Mafyatik rejimin kirli elleri cemevlerine de uzanıyor

Alevilere "müjde" cemevlerini ele geçirme, yani sinsi bir saldırı planı çıktı. Bu kaba/küstah saldırıya dur demek için, saray rejiminin dayamasının kurumsal olarak cemevleri tarafından kesin bir şekilde reddedilmesi gerekiyor.

  • Haber
  • |
  • Güncel
  • |
  • 08 Ekim 2022
  • 16:30

Siyasal islamcılar “fıtratları” gereği mezhepçidirler. Zira dini siyasallaştıranların, din istismarı üzerinden gerici siyaset yapanların kullandıkları en kirli araçlardan biri mezhepçiliktir. Bu IŞİD gibileri için de AKP-MHP türü koalisyonlar için de öyledir. 

Türkiye’deki dinci akımların, tarikatların, cemaatlerin mezhepçiliği bir sır değil. Zira kendileri bunu vesile buldukça tam bir utanmazlıkla ilan ediyorlar. Bunu en çok en pervasız şekilde yapan kişilerden biri de AKP şefidir. Kaldı ki, bu türden sermaye figürlerinin terminolojisi bile dinci-mezhepçidir. Bu ilkel-gerici zihniyet, cemevlerinin kurulmasından büyük bir rahatsızlık duydu, “Bunlar cemevi değil cümbüş evi” türü açıklamalar yaparak etrafa kin ve nefret saçtılar. Ancak Alevi örgütlenmeleri bir realite haline geldikten sonra durum değişti. Bu sefer de cemevlerinin statüsünü tartışmaya çalıştılar. Oysa bu onların haddine düşmediği gibi, onlara bu konuda fikir soran da yoktu. AKP-Fethullah Gülen Cemaati balayı devam ederken, “Cami-cemevi” diye ucube proje dayattılar. Alevilerin yaşadığı emekçi mahallerinde polis şiddeti eşliğinde “Cami-cemevi” inşaatları başlattılar. Ancak AKP-FETÖ ortaklığı bozulunca, Cemaatin projesiydi diyerek inşaatları yıktılar.

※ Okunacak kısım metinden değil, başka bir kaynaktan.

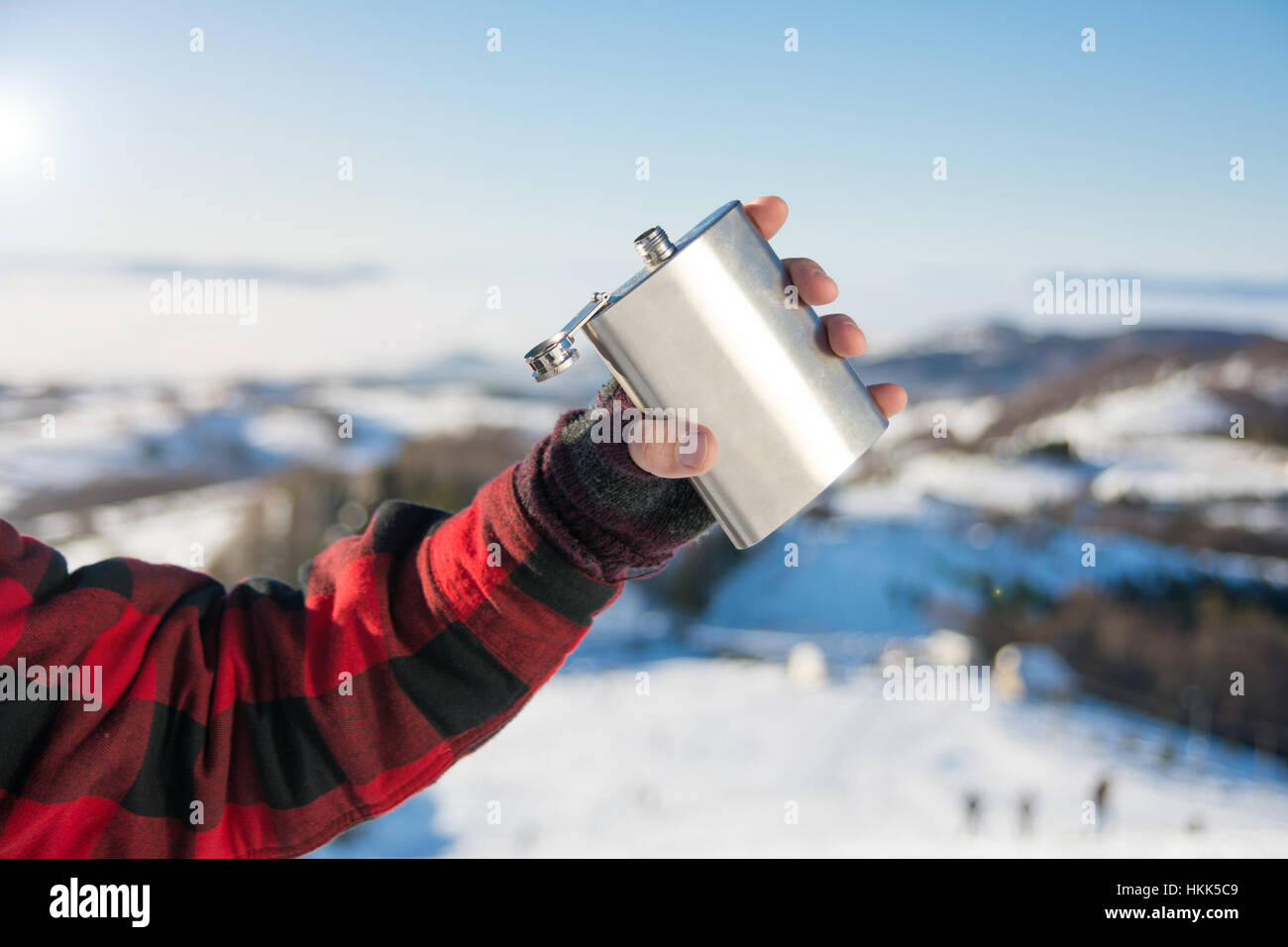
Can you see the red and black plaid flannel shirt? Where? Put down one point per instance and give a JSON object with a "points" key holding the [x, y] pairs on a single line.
{"points": [[263, 720]]}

Bir dönem “Alevi açılımı” safsatasını da ortaya atmışlardı. Ancak o kirli planı uygulayamadılar. Şimdi ise yeni bir sinsi saldırıya hazırlanıyorlar. Dün verdiği bir vaazda konuya değinen Tayyip Erdoğan, saray rejiminin cemevlerine el koyma hazırlığı içinde olduğunu söyledi.  Saray rejiminin organize ettiği “Cemevleri temel atma ve toplu açılış töreni”nde konuşan AKP şefi şu ifadeleri kullandı:

“Alevi-Bektaşi vatandaşlarımızın ve mekanların tüm meselelerinin takibini yapacak kurumsal bir yapı kuruyoruz. Kültür ve Turizm Bakanlığı bünyesinde Kültür ve Cemevi Başkanlığı tüm cemevlerinin yönetimini yürütecektir. Cemevi hizmetlerinden eğitim faaliyetlerine kadar kamu güvencesi, desteği ile yürütülecektir.

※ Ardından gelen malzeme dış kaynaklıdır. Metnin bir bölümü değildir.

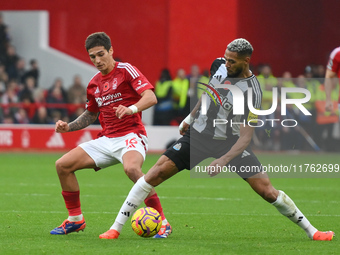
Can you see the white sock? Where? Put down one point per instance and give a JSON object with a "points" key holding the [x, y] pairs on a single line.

Cemevlerinde erkan hizmetlerini yürütmekten sorumlu önderlerden bu kurumsal yapı bünyesinde kadro verilecektir…  Cemevlerinin aydınlatma, içme ve kullanma suyu, yapım, onarım, bakım giderlerinin karşılanmasıyla ilgili tüm sorunlar çözülmüş olacaktır.”

Cemevlerine kayyum atama planı

“Kültür ve Turizm Bakanlığı bünyesinde Kültür ve Cemevi Başkanlığı tüm cemevlerinin yönetimini yürütecektir” sözü, dinci-faşist rejimin resmen cemevleri yönetimine ol koymak istediğini gösteriyor. Bu düpedüz cemevlerine kayyum atamak anlamına geliyor. “Cemevlerinde erkan hizmeti yürütenlerin bazılarının devlet memuru yapılması, aydınlatma, içme ve kullanma suyu, yapım, onarım, bakım masraflarının bakanlık tarafından karşılanacak” vaadi bir tür rüşvet/sus payı olarak planlanmış.

Belli ki, saray rejiminin hedefi öncelikle bazı Alev seçmenleri kendi safına çekmektir. Ancak bundan da tehlikeli olan, cemevlerinin dinci-gerici-mezhepçi zihniyetli kişiler tarafından yönetilip yönlendirilmek istenmesidir. Bu sinsi/rezil plan bozulmazsa eğer, cemevlerinin bir tür ‘ucube’ kurumlara çevrilmesi rejimin ilk hedefi olacaktır.

AKP şefi meclisteki vaazında Alevilere “müjde” vereceğini söylemişti. Çıka çıka cemevlerini ele geçirme, yani sinsi bir saldırı planı çıktı. Bu kaba/küstah saldırıya dur demek için, saray rejiminin dayamasının kurumsal olarak cemevleri tarafından kesin bir şekilde reddedilmesi gerekiyor. Ancak bu kadarı yetmez, Alevi örgütlenmeleri başta olmak üzere ilerici güçlerin de bu küstahlığa karşı durması gerekiyor.